At the next hearing I showed up and the woman was already in the court room. I went straight toward her and very amicably asked her how she was doing. She said OK and looked at me quite surprised (I guess she expected me to be rude to her). I came right out with it and told her: "I have called you a number of times, but was never able to speak with you about what happened. I want to make certain that I was clear in what was agreed. I thought out agreement was this but please tell me if I was mistaken. We are going to run into each other in court and I want to make sure where we stand with each other."

She was very nervous. She told me that she was herself new to the practice and that her boss was just very over protective of her. She tiptoed around the issue and never directly addressed whether there had been a mistake or not. However, she said there were no issues and we could proceed.

I decided to take it at face value and from this point forth the case proceeded amicably, until its conclusion. We both pretended that nothing had happened.
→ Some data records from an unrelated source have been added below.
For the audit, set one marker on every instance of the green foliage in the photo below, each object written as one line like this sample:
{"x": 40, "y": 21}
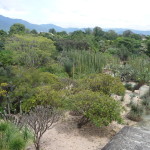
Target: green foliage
{"x": 29, "y": 50}
{"x": 141, "y": 67}
{"x": 11, "y": 137}
{"x": 99, "y": 108}
{"x": 44, "y": 95}
{"x": 6, "y": 57}
{"x": 17, "y": 28}
{"x": 136, "y": 112}
{"x": 104, "y": 83}
{"x": 80, "y": 63}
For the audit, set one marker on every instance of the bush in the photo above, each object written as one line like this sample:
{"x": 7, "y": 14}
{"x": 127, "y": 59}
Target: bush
{"x": 11, "y": 137}
{"x": 136, "y": 112}
{"x": 96, "y": 107}
{"x": 146, "y": 103}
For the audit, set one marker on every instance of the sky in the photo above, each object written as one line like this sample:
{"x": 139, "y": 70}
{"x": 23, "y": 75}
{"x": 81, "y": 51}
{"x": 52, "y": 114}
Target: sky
{"x": 132, "y": 14}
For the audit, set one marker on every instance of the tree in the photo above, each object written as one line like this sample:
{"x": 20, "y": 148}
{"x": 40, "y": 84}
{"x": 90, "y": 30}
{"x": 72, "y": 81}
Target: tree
{"x": 96, "y": 107}
{"x": 98, "y": 32}
{"x": 127, "y": 33}
{"x": 33, "y": 31}
{"x": 53, "y": 31}
{"x": 40, "y": 119}
{"x": 103, "y": 83}
{"x": 88, "y": 31}
{"x": 17, "y": 28}
{"x": 3, "y": 36}
{"x": 148, "y": 48}
{"x": 29, "y": 50}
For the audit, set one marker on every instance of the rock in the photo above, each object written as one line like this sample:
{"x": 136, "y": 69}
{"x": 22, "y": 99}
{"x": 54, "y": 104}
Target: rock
{"x": 143, "y": 90}
{"x": 130, "y": 138}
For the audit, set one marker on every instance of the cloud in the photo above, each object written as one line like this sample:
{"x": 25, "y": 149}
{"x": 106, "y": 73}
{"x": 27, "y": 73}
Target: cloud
{"x": 81, "y": 13}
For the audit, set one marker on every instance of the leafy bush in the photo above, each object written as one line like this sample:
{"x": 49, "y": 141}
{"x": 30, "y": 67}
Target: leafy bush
{"x": 136, "y": 112}
{"x": 12, "y": 138}
{"x": 103, "y": 83}
{"x": 96, "y": 107}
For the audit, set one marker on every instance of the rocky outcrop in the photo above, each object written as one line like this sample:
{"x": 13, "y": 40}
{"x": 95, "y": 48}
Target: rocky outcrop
{"x": 130, "y": 138}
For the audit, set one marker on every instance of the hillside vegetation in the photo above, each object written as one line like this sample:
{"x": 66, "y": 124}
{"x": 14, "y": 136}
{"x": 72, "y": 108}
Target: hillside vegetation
{"x": 44, "y": 74}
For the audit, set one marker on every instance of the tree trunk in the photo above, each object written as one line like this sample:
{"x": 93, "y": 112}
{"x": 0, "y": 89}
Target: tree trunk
{"x": 82, "y": 122}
However, to this day, I don't understand what that ranting was about. Maybe the lawyer was under too much pressure, but the again maybe it was just a tactic.

I have since been involved in many more cases and have yet to find another lawyer who would behave in a similarly outrageous fashion toward me. I fact, I tend to get along quite well with most opposing counsel, even in contentious cases. I am always straight up with them when I think something needs to be decided by the judge and am otherwise quite flexible if I think a matter can be agreed upon.

And I always say: "Feel free to call me anytime."

1 See generally ABA Standards for Criminal Justice 6- 3.5 (2d ed. 1980 Supp. 1986) (listing sanctions for deterring and correcting misconduct of attorneys at trial).

2 See, e.g., In re Evans, 533 A.2d 243, 244 (D.C. 1987) ("in this jurisdiction the traditional method of dealing with contumacious behavior in the courtroom or in the course of a judicial proceeding is to cite the offender for contempt of court.").

3 See e.g., In re Moore, 665 N.E.2d 40 (Ind. 1996); In re Coe, 903 S.W.2d 916 (Mo. 1995); In re Stanley, 507 A.2d 1168 (N.J. 1986); In re Kunstler, 606 N.Y.S.2d 607 (N.Y. App. Div. 1993). See also the ABA.
Standards for Criminal Justice 6-3.5, recommending that trial judges inform appropriate disciplinary bodies of lawyers' misconduct at trial.